= Joaquín López Menéndez =

Spanish engineer and politician (1939–2019)

Joaquín López Menéndez (1939 – 21 April 2019) was a Spanish engineer and politician who was the mayor of A Coruña in Galicia from 1981 to 1983.

==Biography==
Born in A Coruña, he received a baccalaureate from the Salesians before completing his course in highway engineering in Madrid. He then practiced his profession in Norway for three years.

After returning to Spain, López Menéndez worked as the Provincial Deputation's head of roads and works. In 1977, he joined the Galician Independent Party, which was absorbed into the Union of the Democratic Centre (UCD). He ran in A Coruña in the first democratic local elections in 1979, in which he emphasised his background in urban planning, and lost to Galician nationalist Domingos Merino.

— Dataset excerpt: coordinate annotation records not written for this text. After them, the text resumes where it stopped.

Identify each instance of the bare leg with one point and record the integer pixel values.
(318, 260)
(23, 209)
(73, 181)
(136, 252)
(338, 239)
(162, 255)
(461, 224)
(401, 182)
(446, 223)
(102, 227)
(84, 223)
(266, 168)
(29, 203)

In 1981, a vote of no confidence in Merino installed López Menéndez as mayor. During his time in office, he campaigned for A Coruña to be Galicia's capital, though he did not want the Parliament of Galicia to leave its seat in Santiago de Compostela. He declared three days of official mourning and a protest on 6 June 1982 to achieve his aim, gathering 15,000 people. In the same year, he approved of remodelling of the city's Estadio Riazor for the 1982 FIFA World Cup.

A Coruña's UCD branch removed López Menéndez from the party in late 1982 and called for him to resign, though the city council voted to keep him in office. In the 1983 local elections, his United A Coruña party took only four seats as Francisco Vázquez Vázquez of the Spanish Socialist Workers' Party (PSOE) succeeded him as mayor. After one term with his new party, he left politics and no longer spoke on the subject, apart from to affirm his support for his successors as mayor.

López Menéndez died at home at the age of 79 or 80. Colleagues of all parties attended his funeral at the San Nicolás church and his burial at the San Julián de Serantes cemetery.